Authors: Jonathan Bisson , James McAlpine, J. Brent Friesen, Shao-Nong Chen, James Graham, Guido F. Pauli
Journal: Journal of Medicinal Chemistry (RoMEO status: White) 59(5), 1671-1690, (2016)
Subjects: Pharmacognosy Phytochemistry Perspectives Fundamental research IMP bioactivity data mining NAPRALERT
High-throughput biology has contributed a wealth of data on chemicals, including natural products (NPs). Recently, attention was drawn to certain, predominantly synthetic, compounds that are responsible for disproportionate percentages of hits but are false actives. Spurious bioassay interference led to their designation as pan-assay interference compounds (PAINS). NPs lack comparable scrutiny, which this study aims to rectify.
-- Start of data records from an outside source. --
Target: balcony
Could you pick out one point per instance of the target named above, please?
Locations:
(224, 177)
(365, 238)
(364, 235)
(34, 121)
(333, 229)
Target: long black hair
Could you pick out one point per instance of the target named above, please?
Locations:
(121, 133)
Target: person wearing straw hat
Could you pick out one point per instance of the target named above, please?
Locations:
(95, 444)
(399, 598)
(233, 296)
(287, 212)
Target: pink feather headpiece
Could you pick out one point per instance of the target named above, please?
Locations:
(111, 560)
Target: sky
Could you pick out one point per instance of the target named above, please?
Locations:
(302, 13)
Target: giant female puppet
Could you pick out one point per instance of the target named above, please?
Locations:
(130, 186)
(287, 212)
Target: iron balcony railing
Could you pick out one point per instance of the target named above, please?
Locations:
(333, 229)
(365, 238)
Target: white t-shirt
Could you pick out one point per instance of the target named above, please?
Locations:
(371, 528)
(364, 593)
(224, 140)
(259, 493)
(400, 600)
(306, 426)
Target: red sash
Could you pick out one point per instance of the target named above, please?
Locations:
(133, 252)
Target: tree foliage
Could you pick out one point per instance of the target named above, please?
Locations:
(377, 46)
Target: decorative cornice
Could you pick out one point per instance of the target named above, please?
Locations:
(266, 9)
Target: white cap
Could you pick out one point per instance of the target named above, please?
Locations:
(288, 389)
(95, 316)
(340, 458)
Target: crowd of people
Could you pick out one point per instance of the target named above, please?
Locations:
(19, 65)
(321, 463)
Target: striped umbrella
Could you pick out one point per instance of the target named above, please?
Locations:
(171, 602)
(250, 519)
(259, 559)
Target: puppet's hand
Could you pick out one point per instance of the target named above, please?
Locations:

Systematic mining of 80+ years of the phytochemistry and biology literature, using the NAPRALERT database, revealed that only 39 compounds represent the NPs most reported by occurrence, activity, and distinct activity. Over 50% are not explained by phenomena known for synthetic libraries, and all had manifold ascribed bioactivities, designating them as invalid metabolic panaceas (IMPs). Cumulative distributions of ∼200,000 NPs uncovered that NP research follows power-law characteristics typical for behavioral phenomena. Projection into occurrence–bioactivity–effort space produces the hyperbolic black hole of NPs, where IMPs populate the high-effort base.